6/ Il y a pas mal d’intervenants sur le compte (Vanessa, Yannick, Harold, Sophie…). Est-ce que tu te considères davantage comme un Community Evangelist que comme un Community Manager ?
C’est parce qu’avec mon équipe située à la Direction Internet nous avons défriché quelques mois seuls avant d’avoir la chance incroyable de pouvoir emmener dans l’aventure une équipe de conseillers de clientèle. On a appris et construit ce métier tous ensemble, ce faisant les community managers ont gagné en compétence en relation client et les conseillers de clientèle jouent clairement un rôle de community manager dans leur façon de répondre ou de remercier les ambassadeurs et les fans qui animent aussi la page. Community Manager ou Community Evangelist ? Forcément les deux, ce projet se veut communautaire depuis le début y compris dans sa gestion en interne. Aujourd’hui vous trouvez sur cette page des community managers, des conseillers de clientèle et des Woobees, 70 experts internes de tous les métiers et ce n’est qu’un début. L’évangélisation se fait désormais naturellement et on touche seulement du doigt les possibilités du web social en terme d’image, de relation client, d’e-réputation, de création de trafic et d’amélioration continue. Si les Woobees sont un succès c’est parce que chaque expert marketing, service, juridique, processus… trouve dans ces échanges directs avec notre communauté, matière à s’améliorer en comprenant mieux les attentes de nos clients. Aujourd’hui, j’essaye d’être moins présent sur le mur, je sais que l’équipe gère et je consacre plus de temps à étudier toutes ces nouvelles possibilités.
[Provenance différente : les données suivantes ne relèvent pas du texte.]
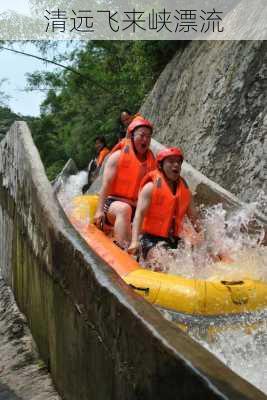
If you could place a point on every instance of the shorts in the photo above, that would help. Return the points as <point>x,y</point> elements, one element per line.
<point>147,242</point>
<point>111,200</point>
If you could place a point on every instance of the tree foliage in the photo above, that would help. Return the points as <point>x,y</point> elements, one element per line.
<point>81,104</point>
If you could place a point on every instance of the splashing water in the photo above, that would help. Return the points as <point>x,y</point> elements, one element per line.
<point>71,188</point>
<point>242,347</point>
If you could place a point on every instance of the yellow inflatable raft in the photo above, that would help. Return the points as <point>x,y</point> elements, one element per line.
<point>170,292</point>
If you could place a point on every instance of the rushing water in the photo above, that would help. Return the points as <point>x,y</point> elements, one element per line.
<point>241,346</point>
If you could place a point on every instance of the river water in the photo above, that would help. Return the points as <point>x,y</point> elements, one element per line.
<point>241,345</point>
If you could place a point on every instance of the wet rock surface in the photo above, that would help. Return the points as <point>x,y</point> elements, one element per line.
<point>23,375</point>
<point>211,100</point>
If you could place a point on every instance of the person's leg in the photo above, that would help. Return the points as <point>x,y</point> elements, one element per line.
<point>119,214</point>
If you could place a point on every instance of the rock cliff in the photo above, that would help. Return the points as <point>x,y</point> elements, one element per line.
<point>211,101</point>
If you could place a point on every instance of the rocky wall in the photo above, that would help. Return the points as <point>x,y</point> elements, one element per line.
<point>98,338</point>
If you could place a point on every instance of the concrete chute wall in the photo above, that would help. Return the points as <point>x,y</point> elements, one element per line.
<point>99,339</point>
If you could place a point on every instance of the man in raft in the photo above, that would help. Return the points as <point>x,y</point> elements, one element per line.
<point>163,202</point>
<point>122,176</point>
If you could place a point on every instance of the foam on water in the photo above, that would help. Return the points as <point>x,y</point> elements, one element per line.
<point>227,235</point>
<point>71,188</point>
<point>242,347</point>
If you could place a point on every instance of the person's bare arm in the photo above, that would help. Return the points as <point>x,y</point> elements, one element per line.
<point>143,204</point>
<point>108,177</point>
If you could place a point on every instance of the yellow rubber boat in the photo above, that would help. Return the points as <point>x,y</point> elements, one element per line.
<point>171,292</point>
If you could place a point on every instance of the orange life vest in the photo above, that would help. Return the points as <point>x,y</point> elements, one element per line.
<point>101,156</point>
<point>165,207</point>
<point>130,172</point>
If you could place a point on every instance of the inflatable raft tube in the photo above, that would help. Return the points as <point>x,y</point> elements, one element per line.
<point>170,292</point>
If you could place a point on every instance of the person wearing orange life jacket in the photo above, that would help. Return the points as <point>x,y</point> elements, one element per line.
<point>163,202</point>
<point>122,176</point>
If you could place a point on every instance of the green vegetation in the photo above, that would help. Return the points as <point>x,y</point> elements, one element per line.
<point>85,102</point>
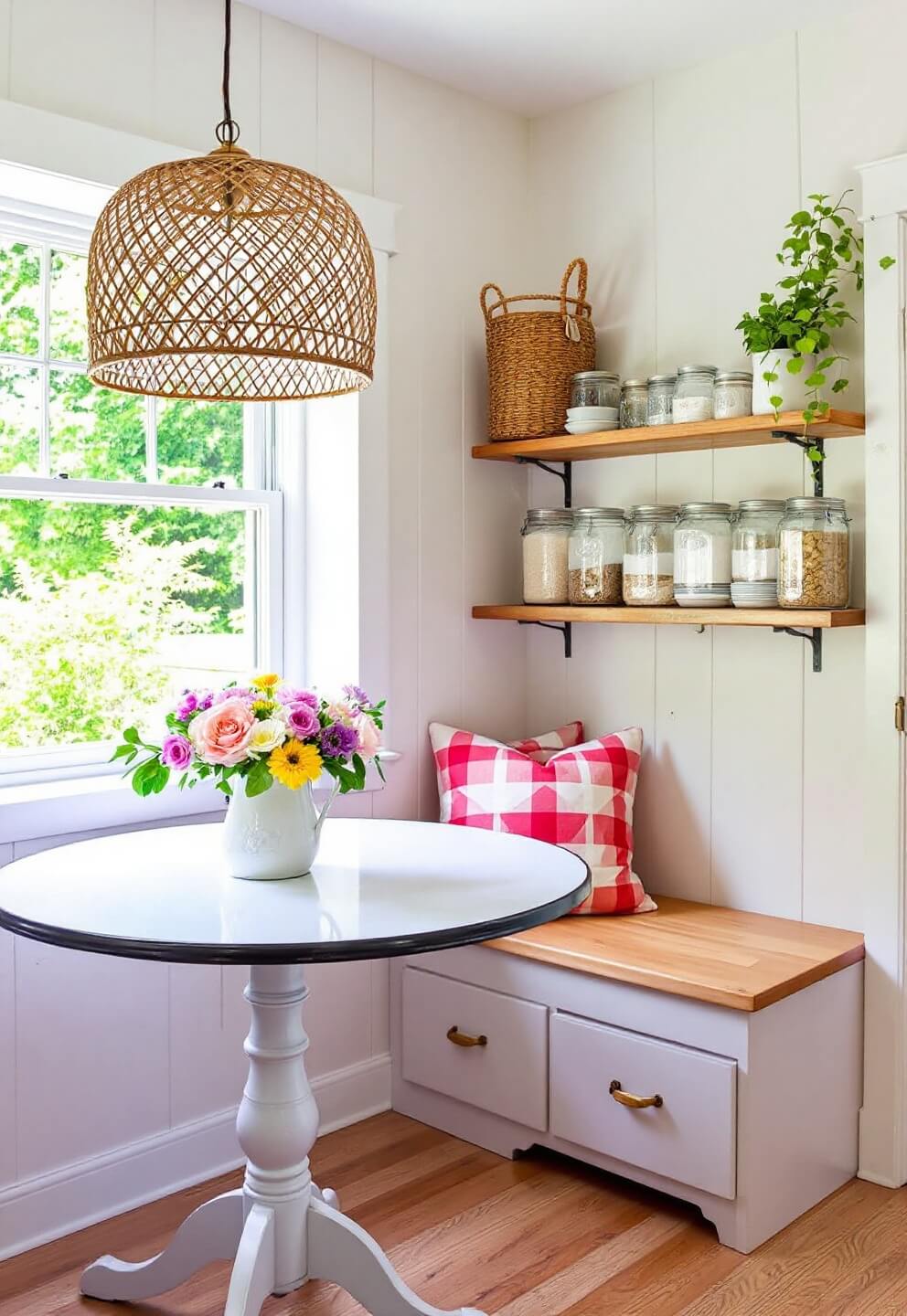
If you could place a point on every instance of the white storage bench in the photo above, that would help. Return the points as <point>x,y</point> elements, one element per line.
<point>710,1053</point>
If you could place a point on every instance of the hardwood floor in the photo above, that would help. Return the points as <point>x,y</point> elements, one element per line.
<point>533,1237</point>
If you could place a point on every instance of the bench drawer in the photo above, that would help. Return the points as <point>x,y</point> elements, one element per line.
<point>688,1137</point>
<point>507,1076</point>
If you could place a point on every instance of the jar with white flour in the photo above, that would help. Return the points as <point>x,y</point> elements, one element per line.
<point>694,394</point>
<point>649,556</point>
<point>702,556</point>
<point>545,540</point>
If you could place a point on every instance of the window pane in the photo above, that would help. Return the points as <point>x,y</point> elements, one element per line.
<point>199,442</point>
<point>20,418</point>
<point>20,298</point>
<point>95,433</point>
<point>69,323</point>
<point>107,612</point>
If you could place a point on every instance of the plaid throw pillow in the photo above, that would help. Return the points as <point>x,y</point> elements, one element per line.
<point>541,748</point>
<point>582,799</point>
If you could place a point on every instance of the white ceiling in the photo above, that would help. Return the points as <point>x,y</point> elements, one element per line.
<point>533,56</point>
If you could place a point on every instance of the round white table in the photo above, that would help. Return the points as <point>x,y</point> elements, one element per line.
<point>378,888</point>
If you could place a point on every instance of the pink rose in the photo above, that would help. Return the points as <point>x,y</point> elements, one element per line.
<point>368,736</point>
<point>221,733</point>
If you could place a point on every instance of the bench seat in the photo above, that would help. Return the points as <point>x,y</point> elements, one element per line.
<point>706,1052</point>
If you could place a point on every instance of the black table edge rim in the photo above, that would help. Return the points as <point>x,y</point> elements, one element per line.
<point>295,951</point>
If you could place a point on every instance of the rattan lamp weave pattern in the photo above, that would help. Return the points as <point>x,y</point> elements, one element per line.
<point>227,277</point>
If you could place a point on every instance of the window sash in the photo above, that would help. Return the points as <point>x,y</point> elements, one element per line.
<point>263,579</point>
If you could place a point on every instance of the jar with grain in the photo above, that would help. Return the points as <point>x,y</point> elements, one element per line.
<point>694,394</point>
<point>702,556</point>
<point>634,403</point>
<point>733,394</point>
<point>660,399</point>
<point>545,537</point>
<point>649,556</point>
<point>595,388</point>
<point>754,541</point>
<point>814,553</point>
<point>595,556</point>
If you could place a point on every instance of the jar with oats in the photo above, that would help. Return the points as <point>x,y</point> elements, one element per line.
<point>595,556</point>
<point>814,553</point>
<point>649,556</point>
<point>545,536</point>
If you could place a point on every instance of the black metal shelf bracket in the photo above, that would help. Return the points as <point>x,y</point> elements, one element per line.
<point>565,628</point>
<point>806,444</point>
<point>566,474</point>
<point>813,637</point>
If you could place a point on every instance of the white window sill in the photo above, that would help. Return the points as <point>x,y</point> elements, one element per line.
<point>90,803</point>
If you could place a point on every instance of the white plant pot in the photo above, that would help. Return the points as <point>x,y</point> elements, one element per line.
<point>274,834</point>
<point>790,387</point>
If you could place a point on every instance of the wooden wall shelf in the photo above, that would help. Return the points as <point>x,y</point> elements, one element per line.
<point>822,619</point>
<point>699,436</point>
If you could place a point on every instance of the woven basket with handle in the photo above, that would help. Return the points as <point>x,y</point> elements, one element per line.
<point>532,356</point>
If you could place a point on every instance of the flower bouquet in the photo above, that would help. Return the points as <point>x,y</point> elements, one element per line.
<point>262,745</point>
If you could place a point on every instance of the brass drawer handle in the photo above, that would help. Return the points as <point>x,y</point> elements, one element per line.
<point>631,1099</point>
<point>464,1038</point>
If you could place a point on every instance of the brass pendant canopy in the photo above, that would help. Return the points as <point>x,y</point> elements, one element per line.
<point>227,277</point>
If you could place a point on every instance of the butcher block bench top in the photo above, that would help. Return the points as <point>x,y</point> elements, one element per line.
<point>745,960</point>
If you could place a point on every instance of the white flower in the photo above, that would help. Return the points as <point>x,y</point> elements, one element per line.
<point>267,735</point>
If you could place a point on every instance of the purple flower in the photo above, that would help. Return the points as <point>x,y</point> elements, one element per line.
<point>290,695</point>
<point>233,693</point>
<point>188,705</point>
<point>176,751</point>
<point>303,720</point>
<point>338,741</point>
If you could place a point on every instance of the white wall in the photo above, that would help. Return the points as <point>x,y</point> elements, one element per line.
<point>107,1055</point>
<point>677,192</point>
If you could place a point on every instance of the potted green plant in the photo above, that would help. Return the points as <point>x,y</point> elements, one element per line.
<point>790,337</point>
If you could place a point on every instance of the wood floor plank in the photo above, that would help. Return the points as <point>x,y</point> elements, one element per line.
<point>541,1236</point>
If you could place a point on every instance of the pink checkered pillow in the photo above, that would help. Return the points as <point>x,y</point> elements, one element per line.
<point>541,748</point>
<point>581,799</point>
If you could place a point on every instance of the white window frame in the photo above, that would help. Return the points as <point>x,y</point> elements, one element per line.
<point>96,159</point>
<point>48,229</point>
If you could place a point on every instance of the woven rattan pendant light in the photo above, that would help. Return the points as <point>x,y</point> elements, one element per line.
<point>227,277</point>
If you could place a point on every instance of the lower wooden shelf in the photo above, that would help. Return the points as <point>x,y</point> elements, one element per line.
<point>825,619</point>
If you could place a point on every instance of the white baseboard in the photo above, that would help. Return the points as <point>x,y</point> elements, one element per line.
<point>60,1202</point>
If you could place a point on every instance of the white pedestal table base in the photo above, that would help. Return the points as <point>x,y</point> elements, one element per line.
<point>279,1229</point>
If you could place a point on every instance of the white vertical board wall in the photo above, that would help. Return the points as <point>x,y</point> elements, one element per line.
<point>749,791</point>
<point>458,170</point>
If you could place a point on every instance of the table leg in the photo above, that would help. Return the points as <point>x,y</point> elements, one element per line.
<point>279,1226</point>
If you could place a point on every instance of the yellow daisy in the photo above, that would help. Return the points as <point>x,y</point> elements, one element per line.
<point>293,763</point>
7/ Petite question bonus : parlant de “gestion de crise”, toi qui as démontré qu’on pouvait être authentique et transparent dans la relation avec ses consommateurs sur les réseaux sociaux, que penses-tu du fail Orangina signé Fred & Farid?
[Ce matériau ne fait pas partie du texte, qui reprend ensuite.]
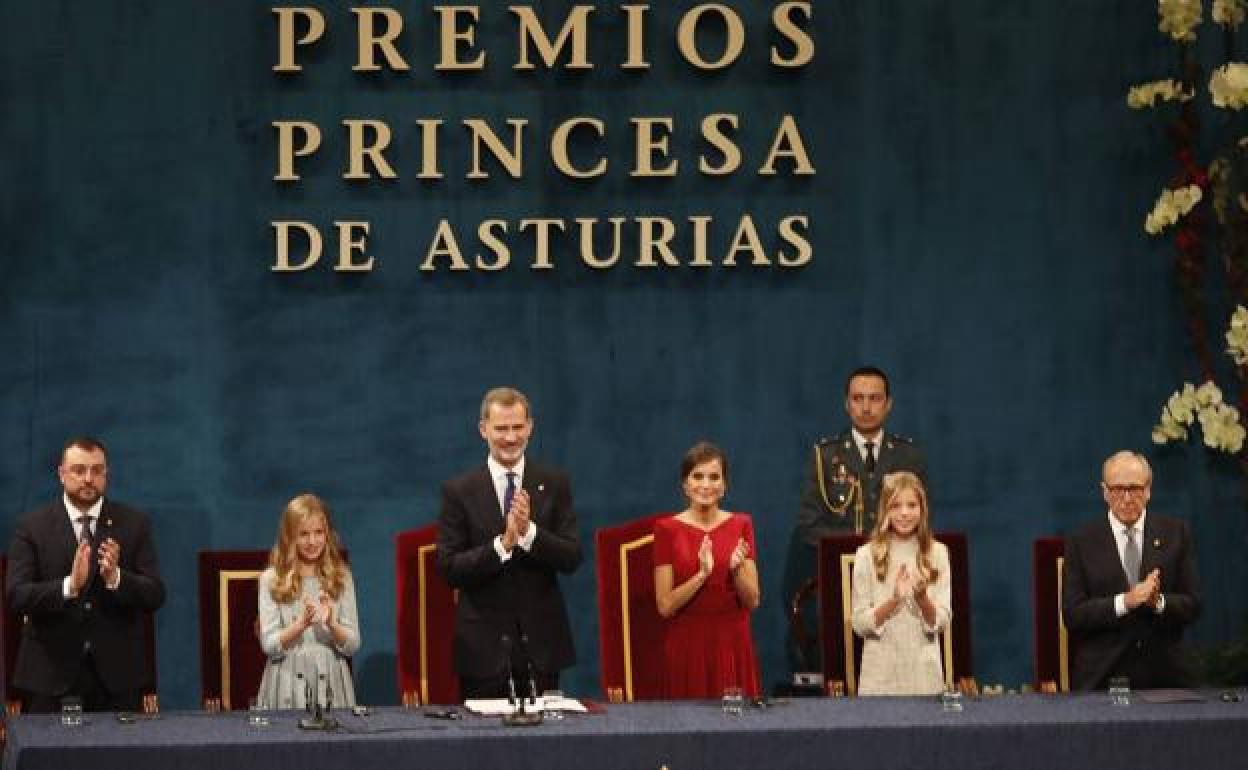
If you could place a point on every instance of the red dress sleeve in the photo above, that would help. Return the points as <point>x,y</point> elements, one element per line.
<point>662,543</point>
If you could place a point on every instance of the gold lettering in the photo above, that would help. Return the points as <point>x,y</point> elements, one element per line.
<point>512,161</point>
<point>502,253</point>
<point>559,147</point>
<point>700,226</point>
<point>587,242</point>
<point>789,231</point>
<point>635,59</point>
<point>282,256</point>
<point>428,150</point>
<point>542,240</point>
<point>746,238</point>
<point>687,36</point>
<point>286,151</point>
<point>286,41</point>
<point>788,144</point>
<point>803,46</point>
<point>452,36</point>
<point>370,41</point>
<point>443,245</point>
<point>531,30</point>
<point>348,243</point>
<point>715,136</point>
<point>650,243</point>
<point>357,151</point>
<point>647,146</point>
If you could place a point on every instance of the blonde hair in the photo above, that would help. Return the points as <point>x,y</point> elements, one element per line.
<point>285,559</point>
<point>894,484</point>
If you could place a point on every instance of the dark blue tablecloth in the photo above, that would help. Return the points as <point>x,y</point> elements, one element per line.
<point>872,734</point>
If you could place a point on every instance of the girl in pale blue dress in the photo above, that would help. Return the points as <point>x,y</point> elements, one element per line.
<point>308,625</point>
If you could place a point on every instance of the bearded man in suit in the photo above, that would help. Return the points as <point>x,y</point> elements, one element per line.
<point>82,573</point>
<point>1130,587</point>
<point>507,529</point>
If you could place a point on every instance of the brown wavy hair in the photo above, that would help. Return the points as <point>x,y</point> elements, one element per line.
<point>894,484</point>
<point>285,559</point>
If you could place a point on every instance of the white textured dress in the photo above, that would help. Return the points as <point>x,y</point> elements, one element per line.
<point>902,655</point>
<point>313,658</point>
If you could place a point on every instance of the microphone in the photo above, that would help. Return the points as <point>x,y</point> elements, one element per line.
<point>511,674</point>
<point>528,664</point>
<point>521,718</point>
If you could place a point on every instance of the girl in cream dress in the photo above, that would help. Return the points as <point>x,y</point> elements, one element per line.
<point>308,625</point>
<point>901,595</point>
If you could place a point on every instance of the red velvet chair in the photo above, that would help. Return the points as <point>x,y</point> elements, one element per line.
<point>843,648</point>
<point>1052,644</point>
<point>426,620</point>
<point>231,662</point>
<point>629,627</point>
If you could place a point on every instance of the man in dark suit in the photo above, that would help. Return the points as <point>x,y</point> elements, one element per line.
<point>1130,587</point>
<point>507,528</point>
<point>841,491</point>
<point>82,572</point>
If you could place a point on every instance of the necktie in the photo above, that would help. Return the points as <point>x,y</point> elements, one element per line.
<point>1131,557</point>
<point>84,529</point>
<point>509,493</point>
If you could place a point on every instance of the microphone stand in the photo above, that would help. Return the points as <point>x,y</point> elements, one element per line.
<point>320,720</point>
<point>522,718</point>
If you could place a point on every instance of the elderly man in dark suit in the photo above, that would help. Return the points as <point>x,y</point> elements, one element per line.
<point>82,572</point>
<point>841,491</point>
<point>506,531</point>
<point>1130,587</point>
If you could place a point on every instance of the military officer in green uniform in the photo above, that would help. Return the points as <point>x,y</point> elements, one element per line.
<point>841,491</point>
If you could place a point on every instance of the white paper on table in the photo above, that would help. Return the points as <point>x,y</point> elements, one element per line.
<point>498,706</point>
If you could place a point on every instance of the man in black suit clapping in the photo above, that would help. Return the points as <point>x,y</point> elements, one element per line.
<point>82,572</point>
<point>506,531</point>
<point>1130,587</point>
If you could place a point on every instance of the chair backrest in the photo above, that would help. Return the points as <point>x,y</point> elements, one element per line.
<point>231,660</point>
<point>843,648</point>
<point>1053,647</point>
<point>629,627</point>
<point>426,620</point>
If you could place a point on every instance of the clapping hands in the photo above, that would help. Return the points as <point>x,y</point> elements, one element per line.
<point>909,584</point>
<point>1146,592</point>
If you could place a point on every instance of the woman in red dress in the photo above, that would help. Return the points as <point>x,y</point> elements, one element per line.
<point>705,583</point>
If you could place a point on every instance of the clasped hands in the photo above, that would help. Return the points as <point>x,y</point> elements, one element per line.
<point>318,612</point>
<point>517,519</point>
<point>109,560</point>
<point>1146,592</point>
<point>706,559</point>
<point>909,585</point>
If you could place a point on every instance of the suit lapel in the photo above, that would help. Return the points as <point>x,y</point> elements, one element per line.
<point>1148,552</point>
<point>487,506</point>
<point>1107,542</point>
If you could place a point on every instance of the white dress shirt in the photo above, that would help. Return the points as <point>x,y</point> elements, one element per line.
<point>1120,538</point>
<point>498,474</point>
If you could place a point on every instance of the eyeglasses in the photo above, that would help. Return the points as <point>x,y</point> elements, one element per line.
<point>82,471</point>
<point>1123,489</point>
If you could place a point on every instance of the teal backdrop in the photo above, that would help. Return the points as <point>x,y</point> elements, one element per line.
<point>976,230</point>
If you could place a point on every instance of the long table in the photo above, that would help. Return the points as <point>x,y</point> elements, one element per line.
<point>871,733</point>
Je ne me permettrais pas de commenter les rumeurs, Orangina est une belle marque, quant au bad buzz, j’avoue avoir suivi tout ça de loin, disons que j’avais d’autres priorités sur la même période ;) Quant à la création de faux comptes, cela n’a de toute façon aucun intérêt, ils ne génèrent aucune visibilité supplémentaire, gonflent artificiellement le taux d’engagement, bénéfice pour la marque = zéro. Pour prendre un peu de recul sans donner de leçon à personne, disons que cette mésaventure milite plutôt pour une internalisation des community managers. Les agences peuvent apporter de très belles idées créatives et un vrai plus stratégique pour l’animation des réseaux sociaux dont il serait dommage de se priver, mais pour le conversationnel je continue de penser que l’annonceur est le mieux placé pour écouter ses clients, expliquer son entreprise et sa marque.